BEDRIJFSOPVOLGING - 05.07.2022

Bedrijfsopvolgingsregeling overdrachtsbelasting

Onlangs stond bij de Hoge Raad de vraag centraal of de vrijstelling overdrachtsbelasting van de bedrijfsopvolgingsregeling ook openstaat voor overdrachten tussen vennootschappen van familiair verbonden personen.

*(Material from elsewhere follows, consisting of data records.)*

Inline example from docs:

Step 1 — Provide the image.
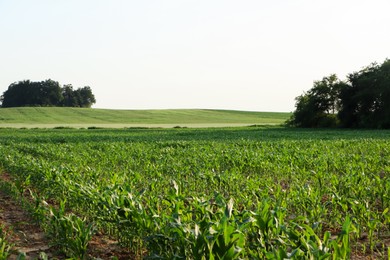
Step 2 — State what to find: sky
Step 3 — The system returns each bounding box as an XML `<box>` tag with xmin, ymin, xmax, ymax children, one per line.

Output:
<box><xmin>0</xmin><ymin>0</ymin><xmax>390</xmax><ymax>112</ymax></box>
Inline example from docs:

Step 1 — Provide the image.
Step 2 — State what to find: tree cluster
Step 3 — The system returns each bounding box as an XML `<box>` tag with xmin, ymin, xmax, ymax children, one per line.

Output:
<box><xmin>0</xmin><ymin>79</ymin><xmax>96</xmax><ymax>107</ymax></box>
<box><xmin>287</xmin><ymin>60</ymin><xmax>390</xmax><ymax>128</ymax></box>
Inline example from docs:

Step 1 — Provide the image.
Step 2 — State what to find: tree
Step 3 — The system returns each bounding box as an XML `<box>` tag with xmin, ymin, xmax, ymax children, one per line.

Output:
<box><xmin>76</xmin><ymin>86</ymin><xmax>96</xmax><ymax>107</ymax></box>
<box><xmin>339</xmin><ymin>60</ymin><xmax>390</xmax><ymax>128</ymax></box>
<box><xmin>288</xmin><ymin>74</ymin><xmax>346</xmax><ymax>127</ymax></box>
<box><xmin>0</xmin><ymin>79</ymin><xmax>96</xmax><ymax>107</ymax></box>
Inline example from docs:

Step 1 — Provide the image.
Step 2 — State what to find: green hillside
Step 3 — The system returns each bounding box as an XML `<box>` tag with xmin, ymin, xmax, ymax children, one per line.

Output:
<box><xmin>0</xmin><ymin>107</ymin><xmax>290</xmax><ymax>127</ymax></box>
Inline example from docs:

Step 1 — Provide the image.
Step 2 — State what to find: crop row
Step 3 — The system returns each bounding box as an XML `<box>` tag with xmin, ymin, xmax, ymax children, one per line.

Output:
<box><xmin>0</xmin><ymin>130</ymin><xmax>390</xmax><ymax>259</ymax></box>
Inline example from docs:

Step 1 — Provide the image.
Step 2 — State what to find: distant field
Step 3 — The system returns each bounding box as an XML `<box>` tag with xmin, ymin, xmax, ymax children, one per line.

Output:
<box><xmin>0</xmin><ymin>107</ymin><xmax>290</xmax><ymax>128</ymax></box>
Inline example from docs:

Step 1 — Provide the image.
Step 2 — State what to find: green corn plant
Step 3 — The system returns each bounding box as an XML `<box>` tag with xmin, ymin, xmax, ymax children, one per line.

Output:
<box><xmin>331</xmin><ymin>216</ymin><xmax>354</xmax><ymax>259</ymax></box>
<box><xmin>0</xmin><ymin>226</ymin><xmax>12</xmax><ymax>260</ymax></box>
<box><xmin>48</xmin><ymin>201</ymin><xmax>95</xmax><ymax>259</ymax></box>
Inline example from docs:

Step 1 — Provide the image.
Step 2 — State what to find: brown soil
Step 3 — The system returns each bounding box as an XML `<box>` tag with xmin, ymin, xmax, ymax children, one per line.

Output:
<box><xmin>0</xmin><ymin>173</ymin><xmax>390</xmax><ymax>260</ymax></box>
<box><xmin>0</xmin><ymin>174</ymin><xmax>136</xmax><ymax>260</ymax></box>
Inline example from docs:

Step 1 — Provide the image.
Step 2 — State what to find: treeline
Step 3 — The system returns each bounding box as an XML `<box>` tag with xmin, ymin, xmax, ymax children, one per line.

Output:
<box><xmin>0</xmin><ymin>79</ymin><xmax>96</xmax><ymax>107</ymax></box>
<box><xmin>287</xmin><ymin>59</ymin><xmax>390</xmax><ymax>128</ymax></box>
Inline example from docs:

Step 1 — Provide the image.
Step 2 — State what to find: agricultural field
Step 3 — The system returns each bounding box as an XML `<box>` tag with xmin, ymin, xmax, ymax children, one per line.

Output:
<box><xmin>0</xmin><ymin>126</ymin><xmax>390</xmax><ymax>259</ymax></box>
<box><xmin>0</xmin><ymin>107</ymin><xmax>291</xmax><ymax>128</ymax></box>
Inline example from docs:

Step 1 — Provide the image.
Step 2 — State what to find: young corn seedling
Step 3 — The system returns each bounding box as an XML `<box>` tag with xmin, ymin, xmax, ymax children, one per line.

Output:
<box><xmin>0</xmin><ymin>226</ymin><xmax>12</xmax><ymax>260</ymax></box>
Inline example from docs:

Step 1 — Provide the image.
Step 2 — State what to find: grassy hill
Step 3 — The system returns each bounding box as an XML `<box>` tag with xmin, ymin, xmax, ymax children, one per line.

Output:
<box><xmin>0</xmin><ymin>107</ymin><xmax>290</xmax><ymax>128</ymax></box>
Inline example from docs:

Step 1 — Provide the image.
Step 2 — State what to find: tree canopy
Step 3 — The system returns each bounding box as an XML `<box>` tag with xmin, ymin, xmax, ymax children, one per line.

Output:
<box><xmin>0</xmin><ymin>79</ymin><xmax>96</xmax><ymax>107</ymax></box>
<box><xmin>288</xmin><ymin>60</ymin><xmax>390</xmax><ymax>128</ymax></box>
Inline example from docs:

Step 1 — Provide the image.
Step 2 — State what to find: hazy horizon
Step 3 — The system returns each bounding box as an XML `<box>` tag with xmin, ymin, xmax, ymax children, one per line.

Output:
<box><xmin>0</xmin><ymin>0</ymin><xmax>390</xmax><ymax>112</ymax></box>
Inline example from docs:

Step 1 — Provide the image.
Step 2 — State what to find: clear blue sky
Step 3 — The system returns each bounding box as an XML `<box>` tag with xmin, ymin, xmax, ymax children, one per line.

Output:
<box><xmin>0</xmin><ymin>0</ymin><xmax>390</xmax><ymax>111</ymax></box>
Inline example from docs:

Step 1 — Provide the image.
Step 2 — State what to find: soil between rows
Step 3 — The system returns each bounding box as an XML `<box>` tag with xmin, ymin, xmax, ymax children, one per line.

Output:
<box><xmin>0</xmin><ymin>174</ymin><xmax>136</xmax><ymax>260</ymax></box>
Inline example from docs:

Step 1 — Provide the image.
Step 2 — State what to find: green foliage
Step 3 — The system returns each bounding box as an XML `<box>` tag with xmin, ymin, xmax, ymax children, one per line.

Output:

Bedrijfsopvolging en overdrachtsbelasting In geval van verkrijging van een onroerende zaak is er overdrachtsbelasting verschuldigd. Dat is naar de hoofdregel ook het geval indien de onroerende zaak deel uitmaakt van een onderneming. Omdat de heffing van overdrachtsbelasting de overdracht van in een onderneming gebruikt vastgoed kan belemmeren, voorziet de overdrachtsbelasting in een vrijstelling. Voorwaarde is wel dat de verkregen onroerende zaak dienstbaar is aan de onderneming van de overdrager en de onderneming in haar geheel (al dan niet in fasen) door de verkrijger of verkrijgers wordt voortgezet. Alleen verkrijgers binnen een afgebakende familiaire groep kunnen een beroep doen op de vrijstelling. Het betreft hier kinderen, kleinkinderen, broers en zussen of hun echtgenoten van de ondernemer. Met een kind is daarbij gelijkgesteld een pleegkind en met een broer of zus is gelijkgesteld een halfbroer, halfzus, pleegbroer of pleegzus.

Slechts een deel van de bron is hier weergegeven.